The humble cardboard box, a favorite of children everywhere, is inducted into the National Toy Hall of Fame. A Pair of Douglassville authors couldn't be happier.

By Tracy Rasmussen
Reading Eagle correspondent

Millions of children thinking outside the box is what put the cardboard box in the National Toy Hall of Fame.

It's likely no one is happier or less surprised about this than David C. Pool of Douglassville, who is -- among other things -- a doctor of boxology and one of the inventors of "The Big Brown Box," a series of educational tools that offer ideas about cardboard boxes to nudge the imagination.

He is also the author of "The Big Brown Box, Volume 1," which offers information on the care, feeding and maintenance of a cardboard box.

"Everyone knows that kids look at the toy but they would rather play with the box," Pool said. "So we decided to get creative and create a box creation."

He and writing partner Jackie Blumenstock, also of Douglassville, were thrilled that the cardboard box was elevated to such a lofty height in toy history.

"We were just so gratified," said Pool, who has a background in psychology. "It's about time the box has gotten this acclaim.

"The box had to wait more than a century for the honor, though.

Cardboard -- according to a biography put together by the National Toy Hall of Fame at the Strong Museum in Rochester, N.Y. -- was invented by the Chinese in the late 1600's.

A couple of hundred years later, the English found a way to pleat cardboard and used it to line gentlemen's hats, and then used a type of corrugated cardboard for packing breakables.

Folded into a shape

In 1879 American Robert Gair went one better on both the Chinese and the English and invented a box that could lay flat and then be easily fold­ed into a shape that could be used to store things.

The lives of children were instantly changed as they had an inexpensive way to build forts and cars and spaceships and just about anything they could imagine.

And imagination is what the cardboard box is all about.

"You put a box down and kids go crazy," Blumenstock said. "My own kids went crazy, so I started thinking about other uses for cardboard boxes."

"Parents will tell you that they don't even know why they spend money on the toys, when it's the boxes that the kids go for," Pool said. "It's one of the few times that play isn't programmed at all".

"What came from that brain­storming was the Browny Big Box adventure series of books (the first book in the series is "Making New Friends," about moving - and if ever there was a mother lode of card­board boxes, it's after a move!) and the Big Brown Box Web site, www.thebigbrownbox.com.

Blumenstock is quick to point out that while the whole point of the box is to stimulate imagination, the books and suggestions on the Web site are just prompts to get kids thinking and creating on their own.

"It's really meant to enhance a child's imagination," she said. "They're in control of whatever comes out of the box."

Boxes a hit

Robin Henschel of Funtoysia in West Reading carries the Big Brown Box items in her store, and with 21 years in the toy sales business, she agrees that sometimes kids just like the boxes better than the toys in them.

"Parents say all the time that the kids prefer the boxes," she said. "Because they're fun; you can crawl into them, or use them for all kinds of things."

So buying toys that come in big boxes is actually like get­ting two presents for the price of one.

"Everyone has a fun memory about a box," Blumenstock said. "Some kids may have turned a box into a fort, or someone else may have taken it outside and used it to slide down a big hill.
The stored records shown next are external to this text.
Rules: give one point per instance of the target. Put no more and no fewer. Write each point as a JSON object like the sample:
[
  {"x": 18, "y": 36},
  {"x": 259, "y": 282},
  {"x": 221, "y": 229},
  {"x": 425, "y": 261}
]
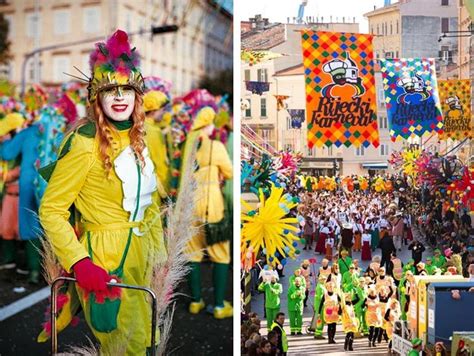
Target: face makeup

I talked to someone once who told me that he built the best time capsule out of a box. They're just great."

She suggested handing a child a box of crayons and a medium size box and seeing what he or she comes up with.

"And in the summertime, you can go outside and do the same thing with paint," she said. "It will really keep them occupied."

The best part for parents though, is that it's cheap entertainment. "If the kids end up destroying it," Blumenstock said, "you can just go get another one."

But will fame change the humble cardboard box?

Blumenstock said she believes the cardboard box will maintain its low-profile image and continue its mission of cheap and imaginative play.

"We're just so thrilled this happened," she said. "It really just validates what we've been saying all along."